At a tender age of 19, Santiago Lopez is earning a handsome sum of money via bug bounty program HackerOne and discovering security flaws through vulnerability coordination. He is said to be the first one to make more than USD 1 million through the aforementioned channels and he ranks second on HackerOne.
Lopez is self-taught on how to quash layers of security protections as he resorted to tutorial videos and content on the internet for his hacking and information security classes which he started taking in 2015 at the age of 16.
He has worked and reported vulnerabilities for renowned organizations such as Twitter, Automattic, Verizon, HackerOne among others. As of now, he has successfully reported 1676 different vulnerabilities for online assets. Additionally, he has worked for the US government and other private organizations.
It was a year later when he was awarded a $50 pay for a CSRF vulnerability, the inflow of rewards began; the largest bounty being $9,000, which he received for a SSRF.

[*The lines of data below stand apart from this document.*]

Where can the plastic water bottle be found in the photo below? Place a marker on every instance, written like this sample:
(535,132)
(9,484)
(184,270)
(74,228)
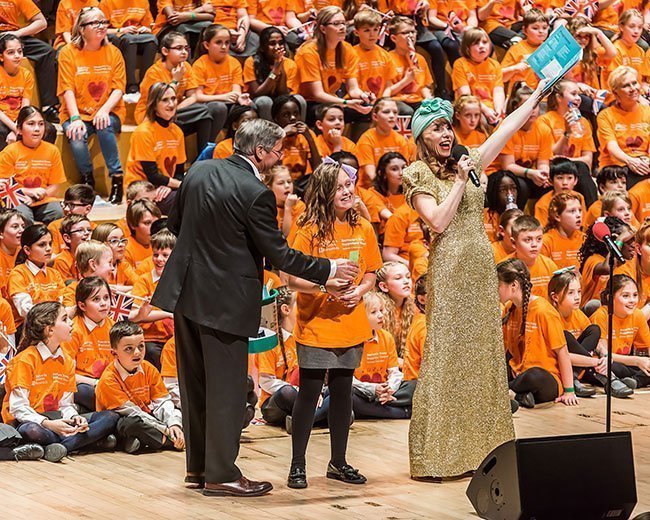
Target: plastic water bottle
(575,125)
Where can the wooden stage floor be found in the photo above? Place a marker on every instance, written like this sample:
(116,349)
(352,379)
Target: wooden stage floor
(120,486)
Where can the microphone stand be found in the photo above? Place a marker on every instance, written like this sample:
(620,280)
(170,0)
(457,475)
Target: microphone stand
(610,335)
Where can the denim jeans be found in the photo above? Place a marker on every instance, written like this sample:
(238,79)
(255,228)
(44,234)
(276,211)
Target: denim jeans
(107,142)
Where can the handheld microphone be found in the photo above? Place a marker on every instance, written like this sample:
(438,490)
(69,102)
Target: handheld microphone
(457,152)
(603,234)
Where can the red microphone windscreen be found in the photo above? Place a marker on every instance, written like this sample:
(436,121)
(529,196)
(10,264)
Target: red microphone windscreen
(600,231)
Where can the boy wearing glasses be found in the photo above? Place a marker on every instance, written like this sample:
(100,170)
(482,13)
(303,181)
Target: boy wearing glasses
(77,200)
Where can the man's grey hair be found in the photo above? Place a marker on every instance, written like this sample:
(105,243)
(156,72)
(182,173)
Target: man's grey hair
(257,132)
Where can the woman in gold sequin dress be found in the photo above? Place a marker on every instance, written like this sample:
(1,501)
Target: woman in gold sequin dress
(461,409)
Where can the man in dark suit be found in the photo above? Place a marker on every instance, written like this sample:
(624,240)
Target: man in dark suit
(226,223)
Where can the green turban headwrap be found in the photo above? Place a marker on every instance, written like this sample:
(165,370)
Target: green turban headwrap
(430,110)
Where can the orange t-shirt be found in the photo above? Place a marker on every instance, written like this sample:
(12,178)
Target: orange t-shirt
(311,68)
(321,320)
(127,13)
(563,251)
(481,78)
(502,15)
(13,89)
(135,253)
(576,323)
(12,10)
(376,69)
(577,146)
(379,354)
(372,145)
(516,54)
(223,150)
(288,65)
(145,286)
(217,78)
(631,130)
(46,381)
(159,72)
(168,359)
(7,263)
(140,388)
(154,143)
(544,334)
(90,349)
(325,150)
(640,198)
(411,93)
(66,265)
(275,363)
(66,14)
(402,228)
(92,76)
(529,146)
(42,287)
(414,347)
(38,167)
(543,203)
(629,332)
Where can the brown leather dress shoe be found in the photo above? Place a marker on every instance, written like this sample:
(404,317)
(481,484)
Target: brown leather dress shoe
(239,488)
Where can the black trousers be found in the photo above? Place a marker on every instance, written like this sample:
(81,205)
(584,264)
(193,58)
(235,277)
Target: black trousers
(44,58)
(212,374)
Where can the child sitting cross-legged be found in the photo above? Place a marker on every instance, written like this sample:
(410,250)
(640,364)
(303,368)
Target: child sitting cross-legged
(134,389)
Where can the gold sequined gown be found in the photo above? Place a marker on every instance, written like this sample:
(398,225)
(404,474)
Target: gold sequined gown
(461,408)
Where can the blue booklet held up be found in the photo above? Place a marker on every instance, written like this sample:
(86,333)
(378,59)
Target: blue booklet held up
(555,57)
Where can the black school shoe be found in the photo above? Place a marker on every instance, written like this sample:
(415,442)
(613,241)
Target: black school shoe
(346,474)
(297,478)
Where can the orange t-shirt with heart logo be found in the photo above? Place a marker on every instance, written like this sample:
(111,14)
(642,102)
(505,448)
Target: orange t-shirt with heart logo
(91,76)
(46,381)
(152,142)
(38,167)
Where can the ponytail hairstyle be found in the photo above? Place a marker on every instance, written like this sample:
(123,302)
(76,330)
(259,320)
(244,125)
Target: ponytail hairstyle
(261,64)
(642,237)
(519,91)
(87,288)
(555,208)
(398,330)
(420,290)
(206,36)
(558,285)
(39,317)
(514,270)
(618,282)
(381,182)
(30,236)
(591,246)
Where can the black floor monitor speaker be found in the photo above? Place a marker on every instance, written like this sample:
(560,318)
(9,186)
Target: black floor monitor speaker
(575,477)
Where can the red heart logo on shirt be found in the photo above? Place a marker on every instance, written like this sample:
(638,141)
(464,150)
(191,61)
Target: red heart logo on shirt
(374,84)
(96,89)
(50,403)
(98,367)
(634,142)
(32,182)
(277,15)
(170,165)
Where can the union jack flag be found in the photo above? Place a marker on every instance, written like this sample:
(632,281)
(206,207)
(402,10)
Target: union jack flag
(403,126)
(12,195)
(599,100)
(120,306)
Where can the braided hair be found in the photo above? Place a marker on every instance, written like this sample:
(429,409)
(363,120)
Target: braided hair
(514,270)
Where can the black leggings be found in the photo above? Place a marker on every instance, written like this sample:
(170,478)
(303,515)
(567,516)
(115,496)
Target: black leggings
(539,382)
(340,388)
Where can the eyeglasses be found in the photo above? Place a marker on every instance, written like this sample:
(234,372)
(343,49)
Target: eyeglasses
(96,24)
(117,242)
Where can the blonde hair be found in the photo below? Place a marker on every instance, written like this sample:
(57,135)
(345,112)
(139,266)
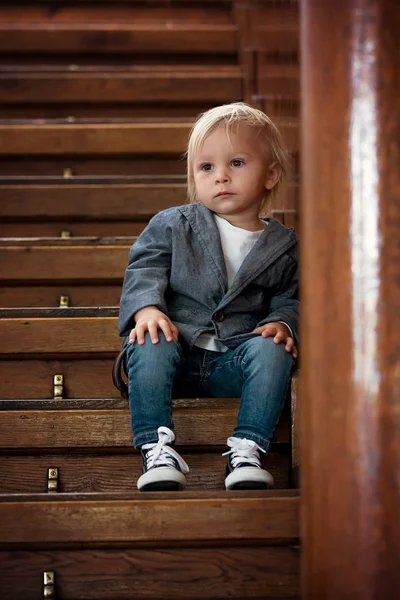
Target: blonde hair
(232,115)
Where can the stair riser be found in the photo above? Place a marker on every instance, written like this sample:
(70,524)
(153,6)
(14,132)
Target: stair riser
(164,574)
(115,473)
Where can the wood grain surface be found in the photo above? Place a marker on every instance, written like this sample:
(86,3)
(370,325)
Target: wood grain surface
(127,574)
(221,516)
(350,232)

Santiago invested his initial bug bounty earnings on a brand new PC and as the money multiplied, the young IT enthusiast considered buying cars.
At HackerOne, the goal of their program is to touch the mark of $100 million by the end of 2020 and on the way of realizing this goal, in 2018, the security researchers at HackerOne have made more than $19 million in bounties which is significantly larger than over $24 million paid in the past five years.
It has been reported that the majority of the hackers dedicate around 10 hours per week searching for bugs, while one-fourth of them are found to be working 10-20 hours every week.
Referencing from a survey, the security researchers with extensive experience in the corresponding field forms the smallest percentage, whereas the majority which is 72.3% carries experiences ranging from one to five years.
It is the joys of accumulating money and dealing with challenges which are among the top driving factors for the researchers to submit bugs through HackerOne.